Cina

Lavoratori in protesta e ancora guai per Foxconn: ecco perché

La fabbrica cinese, finita sotto i riflettori poco meno di un mese fa dopo la fuga in massa dei suoi dipendenti, torna a far parlare di sé: anche questa volta, non per qualcosa di positivo
© Hangpai Xingyang via AP, File
Red. Online
23.11.2022 22:01

A Zhengzhou l'aria è ancora particolarmente tempestosa. Dopo meno di un mese dallo scandalo della Foxconn, la fabbrica è tornata a far parlare di sé. Questa volta, a causa di alcune proteste scoppiate negli scorsi giorni, proprio nell'impianto cinese. Ma andiamo con ordine. Tra la fine di ottobre e l'inizio di novembre, la più grande fabbrica di iPhone del mondo era finita sotto i riflettori a causa della fuga in massa dei suoi dipendenti, dopo la conferma di alcuni casi di positività al coronavirus nel campus. Inizialmente, si pensava che le ragioni di questo fuggi-fuggi generale fossero dettate prettamente dalla paura di finire - ancora una volta - in quarantena. Pochi giorni dopo, però, su Douyin (il nome cinese per TikTok) era apparso un video in cui una donna - probabilmente una dipendente di Foxconn - gridando nel cortile di un complesso residenziale, dichiarava che tutte le persone della stanza 726 erano morte. Su alcuni social cinesi, e in seguito su Twitter, le parole della donna erano state riprese, sottolineando come potesse essere quella la reale causa dell'esodo di massa dei giorni precedenti e come la fabbrica stesse nascondendo qualcosa. Foxconn, però, si era affrettata a smentire, dichiarando il video come falso e prendendo le distanze dalla faccenda. Ora, dopo venti giorni, i riflettori sono nuovamente puntati sulla fabbrica cinese. E anche questa volta, non per qualcosa di positivo. 

A caccia di dipendenti

Partiamo dal principio.

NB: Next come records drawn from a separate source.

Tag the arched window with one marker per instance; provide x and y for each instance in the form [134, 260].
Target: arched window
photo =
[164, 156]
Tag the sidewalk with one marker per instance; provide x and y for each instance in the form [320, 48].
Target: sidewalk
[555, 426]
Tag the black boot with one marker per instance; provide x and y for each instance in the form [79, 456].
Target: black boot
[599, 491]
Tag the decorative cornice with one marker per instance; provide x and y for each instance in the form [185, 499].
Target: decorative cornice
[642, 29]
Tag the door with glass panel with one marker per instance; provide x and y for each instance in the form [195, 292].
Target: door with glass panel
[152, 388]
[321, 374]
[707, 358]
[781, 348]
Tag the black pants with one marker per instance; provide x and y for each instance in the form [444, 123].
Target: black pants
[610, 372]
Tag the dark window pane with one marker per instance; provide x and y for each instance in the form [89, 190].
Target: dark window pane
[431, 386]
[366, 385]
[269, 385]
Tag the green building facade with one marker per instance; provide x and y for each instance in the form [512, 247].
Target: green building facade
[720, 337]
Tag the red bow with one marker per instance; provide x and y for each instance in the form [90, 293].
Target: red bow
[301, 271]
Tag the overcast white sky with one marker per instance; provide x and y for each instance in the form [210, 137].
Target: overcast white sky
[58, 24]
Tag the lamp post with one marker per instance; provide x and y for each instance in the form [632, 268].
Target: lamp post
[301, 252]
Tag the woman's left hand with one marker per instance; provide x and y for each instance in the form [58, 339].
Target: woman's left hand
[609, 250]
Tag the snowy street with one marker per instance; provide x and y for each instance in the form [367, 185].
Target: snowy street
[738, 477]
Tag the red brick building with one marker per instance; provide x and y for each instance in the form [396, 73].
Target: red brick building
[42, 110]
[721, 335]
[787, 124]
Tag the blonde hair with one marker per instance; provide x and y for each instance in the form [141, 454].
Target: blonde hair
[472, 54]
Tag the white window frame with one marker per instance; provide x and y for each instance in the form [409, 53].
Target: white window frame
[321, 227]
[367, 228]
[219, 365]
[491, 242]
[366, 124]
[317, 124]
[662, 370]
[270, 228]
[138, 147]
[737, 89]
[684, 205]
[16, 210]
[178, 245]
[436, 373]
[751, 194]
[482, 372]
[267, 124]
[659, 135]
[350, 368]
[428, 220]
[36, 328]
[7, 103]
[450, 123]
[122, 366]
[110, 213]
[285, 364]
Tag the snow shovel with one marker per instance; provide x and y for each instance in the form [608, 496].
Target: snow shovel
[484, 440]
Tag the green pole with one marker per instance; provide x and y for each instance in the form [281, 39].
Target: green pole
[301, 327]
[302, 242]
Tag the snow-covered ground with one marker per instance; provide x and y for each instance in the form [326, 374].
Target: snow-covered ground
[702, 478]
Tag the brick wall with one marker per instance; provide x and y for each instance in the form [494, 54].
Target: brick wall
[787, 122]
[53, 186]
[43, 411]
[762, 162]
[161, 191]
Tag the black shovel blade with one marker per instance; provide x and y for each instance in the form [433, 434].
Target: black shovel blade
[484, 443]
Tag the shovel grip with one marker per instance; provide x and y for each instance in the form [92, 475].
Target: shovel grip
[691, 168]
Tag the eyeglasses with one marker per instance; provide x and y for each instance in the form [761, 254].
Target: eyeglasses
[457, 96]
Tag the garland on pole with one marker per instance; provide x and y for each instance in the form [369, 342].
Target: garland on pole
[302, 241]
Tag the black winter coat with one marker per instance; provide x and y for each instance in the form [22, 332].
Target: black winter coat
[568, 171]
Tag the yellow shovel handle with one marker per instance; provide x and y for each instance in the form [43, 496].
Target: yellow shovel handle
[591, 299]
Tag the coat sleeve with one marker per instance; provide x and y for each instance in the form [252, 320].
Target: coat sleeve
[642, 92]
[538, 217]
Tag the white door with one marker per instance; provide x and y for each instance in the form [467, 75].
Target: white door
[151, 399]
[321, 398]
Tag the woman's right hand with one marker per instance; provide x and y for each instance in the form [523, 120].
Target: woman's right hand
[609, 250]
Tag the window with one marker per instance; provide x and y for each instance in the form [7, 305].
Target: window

Qualche giorno fa, la Cina ha dichiarato l'intenzione di mobilitare il personale militare per contribuire a incrementare la produzione della più grande fabbrica di iPhone al mondo. Quella di Foxconn, appunto. L'appello, in particolare, è arrivato dall'ufficio per gli Affari dei Veterani dell'Esercito Popolare di Liberazione della provincia di Zhengzhou. Secondo quanto riportato dalla BBC, lo stesso ufficio, tramite una lettera aperta pubblicata su WeChat, ha confermato che i veterani, sempre sotto il comando del Partito comunista, dovrebbero presentarsi «dove c'è bisogno». In questo caso, le richieste di necessità arrivano proprio dalla Foxconn, che si ritrova in un momento di particolare difficoltà dopo la fuga di moltissimi dipendenti. A inizio novembre, infatti, la sua produzione è stata interrotta e secondo il gruppo di ricerca TrendForce, solamente poco più di due terzi delle linee di produzione della fabbrica sono realmente in funzione al momento. Secondo il Global Times, un media cinese affiliato allo Stato, attualmente la Foxconn necessiterebbe di 10.000 lavoratori in più nella fabbrica. Con l'avvicinarsi del Natale, la domanda e le spedizioni di iPhone 14 sono infatti aumentate notevolmente, portando la cosiddetta «iPhone City» vicina al collasso. 

Questione di diritti

Ma ritorniamo a parlare di quanto accaduto proprio nelle ultime ore. Alcuni video diffusi online mostrano centinaia di lavoratori in marcia. Alcuni di loro sono stati affrontati da persone vestite con una tuta protettiva, altri ancora da poliziotti in tenuta antisommossa. Proprio questi ultimi, secondo alcuni spettatori che hanno seguito le proteste in livestreaming, avrebbero picchiati alcuni lavoratori. Qualcuno avrebbe riportato ferite talmente gravi - riporta la BBC - da rischiare addirittura di morire. «Difendete i nostri diritti! Difendete i nostri diritti!», urlano molti dei manifestanti, mentre altri distruggono le telecamere di sorveglianza e le finestre con dei bastoni. Nei filmati si sentono anche molti dipendenti lamentarsi del cibo e di non aver ricevuto i bonus promessi. Prima di ricorrere all'aiuto dei veterani, Foxconn aveva infatti provato a convincere i suoi dipendenti a restare, promettendo un aumento nel compenso. La stessa tattica utilizzata anche per attirare, fin da principio, nuovi lavoratori. «Hanno cambiato il contratto in modo che non potessimo ricevere il sussidio come avevano promesso. Ci mettono in quarantena ma non ci forniscono il cibo», confessa uno dei dipendenti della fabbrica cinese, durante uno dei tanti filmati diffusi online. «Se non rispondono alle nostre esigenze, continueremo a lottare».